Big banks blitz SME lending market

John Kavanagh
As small business lending activity has started to recover this year National Australia Bank, Westpac and Commonwealth have taken the lion's share. ANZ has lost share and Suncorp is the only second tier bank to pick up share in the June half.

This is the reading of Australian Prudential Regulation Authority data in the latest JP Morgan Fujitsu small business banking report, published yesterday.

NAB has taken market leadership in the micro-business and SME segments with a 26 per cent share, followed by Westpac with 25 per cent and Commonwealth with 24 per cent. ANZ's share has dropped four percentage points to 15 per cent this year.

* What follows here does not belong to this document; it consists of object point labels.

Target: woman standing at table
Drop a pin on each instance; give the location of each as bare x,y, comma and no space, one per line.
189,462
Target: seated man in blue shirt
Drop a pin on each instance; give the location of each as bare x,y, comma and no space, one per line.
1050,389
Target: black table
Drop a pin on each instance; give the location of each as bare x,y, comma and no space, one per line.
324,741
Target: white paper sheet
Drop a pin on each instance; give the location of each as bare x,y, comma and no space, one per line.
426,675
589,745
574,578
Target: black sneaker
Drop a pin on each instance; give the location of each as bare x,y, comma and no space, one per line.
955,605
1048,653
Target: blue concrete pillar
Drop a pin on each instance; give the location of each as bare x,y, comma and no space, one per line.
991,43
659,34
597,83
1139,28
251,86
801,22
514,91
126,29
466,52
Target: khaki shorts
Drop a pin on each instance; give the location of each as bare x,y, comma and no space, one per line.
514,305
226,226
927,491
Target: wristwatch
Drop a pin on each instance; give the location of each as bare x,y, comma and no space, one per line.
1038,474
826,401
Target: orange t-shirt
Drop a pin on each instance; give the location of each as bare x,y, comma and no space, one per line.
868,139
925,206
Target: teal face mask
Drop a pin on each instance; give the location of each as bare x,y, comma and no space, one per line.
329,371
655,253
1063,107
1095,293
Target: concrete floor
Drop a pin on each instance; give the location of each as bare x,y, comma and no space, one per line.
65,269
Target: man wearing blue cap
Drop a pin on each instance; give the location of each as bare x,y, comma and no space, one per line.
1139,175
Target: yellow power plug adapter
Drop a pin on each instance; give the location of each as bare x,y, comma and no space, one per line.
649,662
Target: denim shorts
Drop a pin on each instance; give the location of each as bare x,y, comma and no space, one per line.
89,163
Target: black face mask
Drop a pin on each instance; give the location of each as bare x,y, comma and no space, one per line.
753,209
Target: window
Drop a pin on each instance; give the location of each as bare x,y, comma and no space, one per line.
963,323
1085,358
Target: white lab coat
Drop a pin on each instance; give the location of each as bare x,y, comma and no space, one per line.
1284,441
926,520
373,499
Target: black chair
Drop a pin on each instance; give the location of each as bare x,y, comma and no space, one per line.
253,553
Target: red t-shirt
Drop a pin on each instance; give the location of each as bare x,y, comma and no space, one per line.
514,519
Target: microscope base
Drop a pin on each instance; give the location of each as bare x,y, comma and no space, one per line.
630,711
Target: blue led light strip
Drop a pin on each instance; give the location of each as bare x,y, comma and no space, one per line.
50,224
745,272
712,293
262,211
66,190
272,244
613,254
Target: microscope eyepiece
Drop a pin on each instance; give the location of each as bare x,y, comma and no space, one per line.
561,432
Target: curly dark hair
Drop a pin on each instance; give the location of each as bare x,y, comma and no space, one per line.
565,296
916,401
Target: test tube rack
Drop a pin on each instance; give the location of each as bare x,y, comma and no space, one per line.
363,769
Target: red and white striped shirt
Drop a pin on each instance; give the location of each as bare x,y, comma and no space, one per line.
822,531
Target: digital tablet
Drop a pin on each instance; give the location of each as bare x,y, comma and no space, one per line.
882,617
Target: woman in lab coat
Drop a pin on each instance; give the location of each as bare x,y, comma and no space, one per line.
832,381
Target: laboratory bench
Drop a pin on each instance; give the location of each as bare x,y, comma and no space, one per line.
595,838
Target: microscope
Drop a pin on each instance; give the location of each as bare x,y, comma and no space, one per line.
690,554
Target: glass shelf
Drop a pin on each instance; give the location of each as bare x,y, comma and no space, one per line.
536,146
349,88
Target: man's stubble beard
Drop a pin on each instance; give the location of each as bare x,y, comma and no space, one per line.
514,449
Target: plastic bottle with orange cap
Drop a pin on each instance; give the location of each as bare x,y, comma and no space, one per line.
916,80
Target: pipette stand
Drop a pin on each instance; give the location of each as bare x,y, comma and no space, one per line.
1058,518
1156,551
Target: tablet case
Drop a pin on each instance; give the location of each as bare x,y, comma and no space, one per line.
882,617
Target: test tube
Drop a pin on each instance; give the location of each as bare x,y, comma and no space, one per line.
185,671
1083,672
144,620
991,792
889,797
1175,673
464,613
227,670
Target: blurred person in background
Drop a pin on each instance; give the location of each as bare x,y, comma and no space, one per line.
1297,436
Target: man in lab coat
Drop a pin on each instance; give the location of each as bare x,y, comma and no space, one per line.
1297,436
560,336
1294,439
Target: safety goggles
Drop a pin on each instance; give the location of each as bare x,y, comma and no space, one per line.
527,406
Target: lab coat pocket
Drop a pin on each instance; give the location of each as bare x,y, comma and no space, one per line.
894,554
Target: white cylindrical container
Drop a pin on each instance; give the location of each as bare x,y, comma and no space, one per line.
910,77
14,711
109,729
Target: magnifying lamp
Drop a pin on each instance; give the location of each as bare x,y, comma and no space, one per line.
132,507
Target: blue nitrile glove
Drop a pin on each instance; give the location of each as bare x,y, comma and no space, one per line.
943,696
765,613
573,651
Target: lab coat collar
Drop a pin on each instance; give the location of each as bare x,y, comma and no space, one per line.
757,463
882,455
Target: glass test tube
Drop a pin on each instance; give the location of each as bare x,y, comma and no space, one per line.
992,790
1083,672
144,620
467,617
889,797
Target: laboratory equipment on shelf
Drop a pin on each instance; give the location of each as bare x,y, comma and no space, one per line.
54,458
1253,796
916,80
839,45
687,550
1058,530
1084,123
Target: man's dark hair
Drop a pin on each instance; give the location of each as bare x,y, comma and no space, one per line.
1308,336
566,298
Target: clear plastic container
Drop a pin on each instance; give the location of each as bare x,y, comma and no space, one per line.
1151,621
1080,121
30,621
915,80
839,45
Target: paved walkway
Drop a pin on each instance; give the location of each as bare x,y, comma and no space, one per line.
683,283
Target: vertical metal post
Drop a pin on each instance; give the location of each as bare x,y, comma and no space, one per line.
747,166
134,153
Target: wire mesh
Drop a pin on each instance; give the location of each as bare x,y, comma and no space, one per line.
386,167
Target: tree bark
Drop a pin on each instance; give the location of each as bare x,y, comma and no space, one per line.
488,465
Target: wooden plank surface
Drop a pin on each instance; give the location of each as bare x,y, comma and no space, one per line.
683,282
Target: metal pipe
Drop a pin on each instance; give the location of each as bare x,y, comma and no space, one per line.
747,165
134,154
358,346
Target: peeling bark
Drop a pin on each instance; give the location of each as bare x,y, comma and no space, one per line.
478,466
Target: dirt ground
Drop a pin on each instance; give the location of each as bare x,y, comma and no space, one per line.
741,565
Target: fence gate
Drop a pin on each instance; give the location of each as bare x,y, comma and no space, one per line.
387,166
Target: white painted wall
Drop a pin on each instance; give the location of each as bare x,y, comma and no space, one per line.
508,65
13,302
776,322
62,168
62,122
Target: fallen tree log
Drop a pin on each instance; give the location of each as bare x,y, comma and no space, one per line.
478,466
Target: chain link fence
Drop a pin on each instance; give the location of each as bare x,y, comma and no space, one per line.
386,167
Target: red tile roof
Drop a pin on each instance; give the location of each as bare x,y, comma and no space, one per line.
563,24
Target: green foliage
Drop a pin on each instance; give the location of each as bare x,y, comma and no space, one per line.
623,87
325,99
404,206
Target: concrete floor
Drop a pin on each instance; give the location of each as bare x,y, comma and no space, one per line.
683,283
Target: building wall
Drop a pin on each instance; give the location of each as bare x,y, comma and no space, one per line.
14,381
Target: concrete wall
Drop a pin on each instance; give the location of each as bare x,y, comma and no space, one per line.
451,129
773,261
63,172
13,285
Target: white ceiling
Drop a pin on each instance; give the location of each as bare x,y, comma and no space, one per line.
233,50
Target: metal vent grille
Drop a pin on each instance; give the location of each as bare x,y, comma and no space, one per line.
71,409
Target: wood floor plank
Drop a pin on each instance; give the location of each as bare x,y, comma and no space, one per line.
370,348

Some of the small lenders have suffered big setbacks. According to the report, Rural Bank's share of micro and SME lending has fallen from 3.4 per cent in 2007 to 1.5 per cent in 2010.

HSBC and Bendigo & Adelaide Bank have also suffered big falls, while Bank of Queensland, Citibank and ING Direct have been flat.

The report says lenders are now near completion of the re-pricing cycle and half of all SMEs are paying between eight and 10 per cent for secured finance.

According to Fujitsu's SME market profit model, lenders are making a profit on 80 per cent of the SME loans, compared to 70 per cent in the last survey.

While demand from SMEs for finance is picking up it is still weak and lenders remain cautious about extending credit. Borrowers report lower loan to valuation ratios, stricter collateral requirements, higher interest coverage ratios and requirements for more frequent accounting reports.